There are still a lot of untold stories about French North America.  One is about the French of what is now called Missouri.  This was part of upper Louisiana, the French corridor through the current United States, sold to the fledgling country by Napoleon in 1803.  (The Louisiana Purchase was completed 210 years ago today!)  Reminds me of the call in a New Orleans Mardi Gras parade in 2006, just after the Corps of Engineers/Hurricane Katrina disaster to “Buy us back, Chicac!”  This is not at all the usual Friday video, though it does has a musical background.  The music sounds Cajun to me. 

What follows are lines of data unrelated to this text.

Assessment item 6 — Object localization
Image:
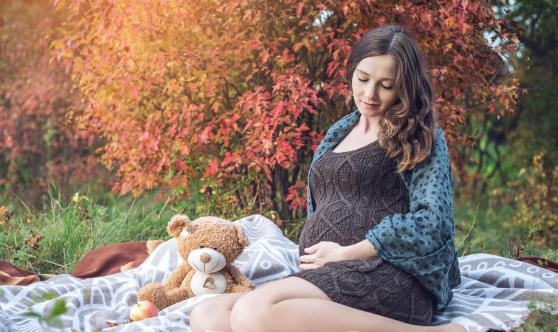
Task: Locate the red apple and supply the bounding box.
[130,301,159,321]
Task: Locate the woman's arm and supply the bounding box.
[366,128,461,309]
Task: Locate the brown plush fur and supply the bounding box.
[138,215,255,310]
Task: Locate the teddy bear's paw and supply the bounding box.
[138,283,167,308]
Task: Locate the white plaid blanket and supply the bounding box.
[0,215,558,332]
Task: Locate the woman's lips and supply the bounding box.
[362,101,380,110]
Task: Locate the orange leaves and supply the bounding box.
[46,0,515,215]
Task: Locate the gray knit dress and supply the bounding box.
[292,141,434,325]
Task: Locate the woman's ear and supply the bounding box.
[167,214,194,237]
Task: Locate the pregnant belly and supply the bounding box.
[298,214,369,255]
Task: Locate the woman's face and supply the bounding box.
[352,55,398,117]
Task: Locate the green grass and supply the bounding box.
[0,190,558,332]
[0,188,175,273]
[454,197,558,261]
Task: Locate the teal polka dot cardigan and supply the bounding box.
[307,110,461,310]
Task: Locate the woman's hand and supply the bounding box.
[299,241,347,270]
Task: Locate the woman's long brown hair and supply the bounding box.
[346,25,436,172]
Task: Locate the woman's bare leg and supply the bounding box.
[230,277,465,332]
[190,293,246,332]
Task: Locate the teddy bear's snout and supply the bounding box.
[200,252,211,263]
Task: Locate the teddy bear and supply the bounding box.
[138,215,255,310]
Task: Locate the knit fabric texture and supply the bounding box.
[307,109,461,310]
[294,141,434,325]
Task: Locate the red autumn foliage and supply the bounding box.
[0,1,104,202]
[54,0,518,218]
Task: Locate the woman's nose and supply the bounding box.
[364,85,376,101]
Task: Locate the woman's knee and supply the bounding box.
[190,294,241,332]
[230,293,270,332]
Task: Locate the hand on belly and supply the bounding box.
[299,241,346,270]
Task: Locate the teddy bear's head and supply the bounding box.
[167,215,249,273]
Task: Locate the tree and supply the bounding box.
[0,0,98,203]
[54,0,518,219]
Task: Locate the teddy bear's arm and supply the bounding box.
[165,262,192,291]
[229,265,256,291]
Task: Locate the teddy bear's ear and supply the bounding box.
[234,225,250,248]
[167,214,194,237]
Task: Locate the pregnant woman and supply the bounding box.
[190,25,464,332]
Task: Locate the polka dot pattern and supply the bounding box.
[307,109,461,310]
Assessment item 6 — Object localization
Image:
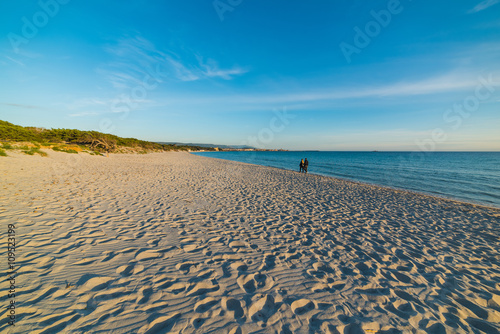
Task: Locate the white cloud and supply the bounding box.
[5,56,26,67]
[469,0,500,13]
[197,56,248,80]
[68,111,99,117]
[97,36,247,85]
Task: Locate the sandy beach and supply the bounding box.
[0,151,500,334]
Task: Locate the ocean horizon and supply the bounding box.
[194,150,500,208]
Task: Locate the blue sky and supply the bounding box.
[0,0,500,151]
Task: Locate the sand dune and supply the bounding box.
[0,152,500,333]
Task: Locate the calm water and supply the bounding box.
[196,152,500,208]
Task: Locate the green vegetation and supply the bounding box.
[23,147,47,157]
[52,146,78,154]
[0,120,213,154]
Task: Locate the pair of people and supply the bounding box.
[299,158,309,173]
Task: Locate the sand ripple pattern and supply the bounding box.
[0,152,500,333]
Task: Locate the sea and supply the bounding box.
[195,151,500,208]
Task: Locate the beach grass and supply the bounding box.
[52,146,78,154]
[23,147,47,157]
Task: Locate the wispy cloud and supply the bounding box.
[197,56,248,80]
[97,35,247,89]
[5,56,26,67]
[469,0,500,13]
[68,111,99,117]
[0,103,43,109]
[154,72,498,111]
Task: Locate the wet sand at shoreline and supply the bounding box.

From the NPR Tiny Desk Concert series, here are Steve Riley and the Mamou Playboys in a seventeen minute performance!  They do mostly original songs from their CD Grand Isle.  You’ll hear Lyons Point, Valse de chagrin, Grand Isle, and Honest papas love their mamas better (Fats Domino).  Here is one of the best and most solid Cajun bands around with incredible instrumentals and great vocal harmony.  They play all the favorites but also write some excellent new songs.  

Here is the late, great Clifton Chenier playing Bon ton roulet, a song recorded in the 1950s by Clarence ‘Bon Ton’ Garlow.  This must be quite close to the end of Clifton’s life, Dec. 12, 1987.  He’s sitting down, as he did in the last year or two, and his playing and singing don’t have their usual energy.  He does get revved up at about 2:10, and carries the tune well on accordion.  That’s his son C. J. Chenier with the introduction and playing saxophone.  The person who posted the video identifies Clifton’s brother Cleveland Chenier on rubboard and Harry Hypolite on guitar.  Don’t recognize the bass player and drummer.  Looks like a television appearance, but there’s no additional info.  Fait attention!

This is not your granddaddy’s Cajun music!  Here are the incredibly energetic Lost Bayou Ramblers with Bastille.  The indispensable Louis Michot, fiddle, vocals; Andre Michot, accordion; Cavan Carruth, guitar, vocals; Paul Etheredge, drums, vocals.